Shuffling indels sounds like it is also a valid approach. To calculate statistics you could bootstrap it by repeating the shuffling 1000 times. You then count how many times you find equal or more indels in the region of interest in the bootstrapped data, than in the real data. This number divided by 1000 would then be your p-value.

cutleraging commented 9 months ago

Hi Freek,

Thanks for the insight! That makes sense.

Another question comes to mind... When the observed/expected ratio are calculated, this is in reference to a random distribution of mutations or what might be interpreted as the background distribution for the sample of interest. When I look at intergenic or heterochromatic regions, I usually find an enrichment of mutations (expected/observed > 1).

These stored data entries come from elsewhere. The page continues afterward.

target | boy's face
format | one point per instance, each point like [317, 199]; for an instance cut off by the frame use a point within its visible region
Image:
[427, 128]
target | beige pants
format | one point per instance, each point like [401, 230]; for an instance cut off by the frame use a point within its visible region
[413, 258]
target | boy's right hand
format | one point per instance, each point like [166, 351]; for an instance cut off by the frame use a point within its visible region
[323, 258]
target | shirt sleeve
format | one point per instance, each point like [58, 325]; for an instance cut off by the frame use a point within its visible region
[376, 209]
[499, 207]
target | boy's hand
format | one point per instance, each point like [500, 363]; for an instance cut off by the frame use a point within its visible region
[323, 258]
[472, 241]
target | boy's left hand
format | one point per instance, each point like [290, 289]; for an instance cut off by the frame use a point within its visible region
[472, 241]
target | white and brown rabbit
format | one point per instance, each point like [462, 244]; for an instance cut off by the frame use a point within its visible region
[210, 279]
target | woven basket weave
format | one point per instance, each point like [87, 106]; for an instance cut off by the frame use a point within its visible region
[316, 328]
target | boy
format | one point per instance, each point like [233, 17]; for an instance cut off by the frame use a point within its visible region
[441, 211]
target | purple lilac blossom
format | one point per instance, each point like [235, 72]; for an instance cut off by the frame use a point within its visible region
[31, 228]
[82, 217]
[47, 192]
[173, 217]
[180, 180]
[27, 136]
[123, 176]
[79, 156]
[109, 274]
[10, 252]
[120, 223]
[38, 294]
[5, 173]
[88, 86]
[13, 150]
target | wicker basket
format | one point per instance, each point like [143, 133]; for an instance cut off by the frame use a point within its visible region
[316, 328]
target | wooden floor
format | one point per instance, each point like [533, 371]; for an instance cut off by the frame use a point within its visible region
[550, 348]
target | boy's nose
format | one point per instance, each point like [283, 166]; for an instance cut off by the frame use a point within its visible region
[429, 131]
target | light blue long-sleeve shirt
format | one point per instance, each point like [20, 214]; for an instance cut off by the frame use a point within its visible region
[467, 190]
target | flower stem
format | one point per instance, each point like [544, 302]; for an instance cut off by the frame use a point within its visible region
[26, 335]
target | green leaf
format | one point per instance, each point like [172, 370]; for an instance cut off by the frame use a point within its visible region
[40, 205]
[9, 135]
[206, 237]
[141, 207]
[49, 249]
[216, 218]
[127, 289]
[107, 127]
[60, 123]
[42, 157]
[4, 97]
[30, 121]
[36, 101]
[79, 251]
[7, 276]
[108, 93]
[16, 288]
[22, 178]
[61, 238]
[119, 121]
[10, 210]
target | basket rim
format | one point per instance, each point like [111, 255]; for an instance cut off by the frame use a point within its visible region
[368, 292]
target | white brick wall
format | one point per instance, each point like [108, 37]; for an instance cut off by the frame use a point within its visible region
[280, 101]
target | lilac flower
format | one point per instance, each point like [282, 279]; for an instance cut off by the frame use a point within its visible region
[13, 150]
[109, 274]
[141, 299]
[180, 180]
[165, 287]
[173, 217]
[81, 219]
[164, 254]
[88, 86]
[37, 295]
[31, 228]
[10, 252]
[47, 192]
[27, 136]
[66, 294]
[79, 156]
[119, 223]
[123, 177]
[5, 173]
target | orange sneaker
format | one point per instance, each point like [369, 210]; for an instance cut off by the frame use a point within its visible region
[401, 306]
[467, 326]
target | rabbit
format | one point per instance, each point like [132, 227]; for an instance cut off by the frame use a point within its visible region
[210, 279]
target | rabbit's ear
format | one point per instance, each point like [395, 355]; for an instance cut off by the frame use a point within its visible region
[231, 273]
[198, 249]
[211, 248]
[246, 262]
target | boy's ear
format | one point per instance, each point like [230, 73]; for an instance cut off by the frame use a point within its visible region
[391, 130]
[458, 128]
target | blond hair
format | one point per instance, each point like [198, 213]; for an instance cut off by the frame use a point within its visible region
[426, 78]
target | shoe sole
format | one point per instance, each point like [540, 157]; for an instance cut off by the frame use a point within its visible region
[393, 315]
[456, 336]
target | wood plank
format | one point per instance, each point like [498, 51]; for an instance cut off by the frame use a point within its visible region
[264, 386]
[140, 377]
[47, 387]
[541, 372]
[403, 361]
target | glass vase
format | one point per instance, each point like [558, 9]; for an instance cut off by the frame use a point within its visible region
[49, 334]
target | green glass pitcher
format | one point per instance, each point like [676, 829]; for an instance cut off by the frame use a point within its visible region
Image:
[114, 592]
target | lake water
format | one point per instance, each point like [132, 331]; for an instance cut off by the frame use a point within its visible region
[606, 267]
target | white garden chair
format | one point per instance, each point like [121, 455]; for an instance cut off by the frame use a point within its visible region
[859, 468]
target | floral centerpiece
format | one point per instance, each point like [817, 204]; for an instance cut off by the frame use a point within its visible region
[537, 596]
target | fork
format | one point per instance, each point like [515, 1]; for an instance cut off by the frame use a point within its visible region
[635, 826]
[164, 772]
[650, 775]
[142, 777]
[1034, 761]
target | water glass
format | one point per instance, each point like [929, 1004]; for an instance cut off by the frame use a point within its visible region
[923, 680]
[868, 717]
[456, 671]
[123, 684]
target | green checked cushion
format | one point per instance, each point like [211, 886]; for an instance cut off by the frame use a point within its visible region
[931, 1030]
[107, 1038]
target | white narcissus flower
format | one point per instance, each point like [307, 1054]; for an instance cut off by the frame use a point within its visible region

The question is, could what I am seeing in these intergenic regions actually be considered the background? Put another way, do you think that expected/observed ratios need to be normalized further? A way I can think of might be to use a binning approach across the covered regions of the genome to calculate expected/observed ratios in order to get an average background.

Thanks, Ronnie

FreekManders commented 9 months ago

Hi Ronnie, If you want to compare a specific intergenic region, then using the rest of the intergenic genome as the background might be a good idea. Approaches using binning or rolling averages can work. I have read papers that use binning approaches in the past, so you might be able to find some existing methods. Cancer driver discovery methods also often try to identify regions with more mutations than expected, so you could take a look at those too.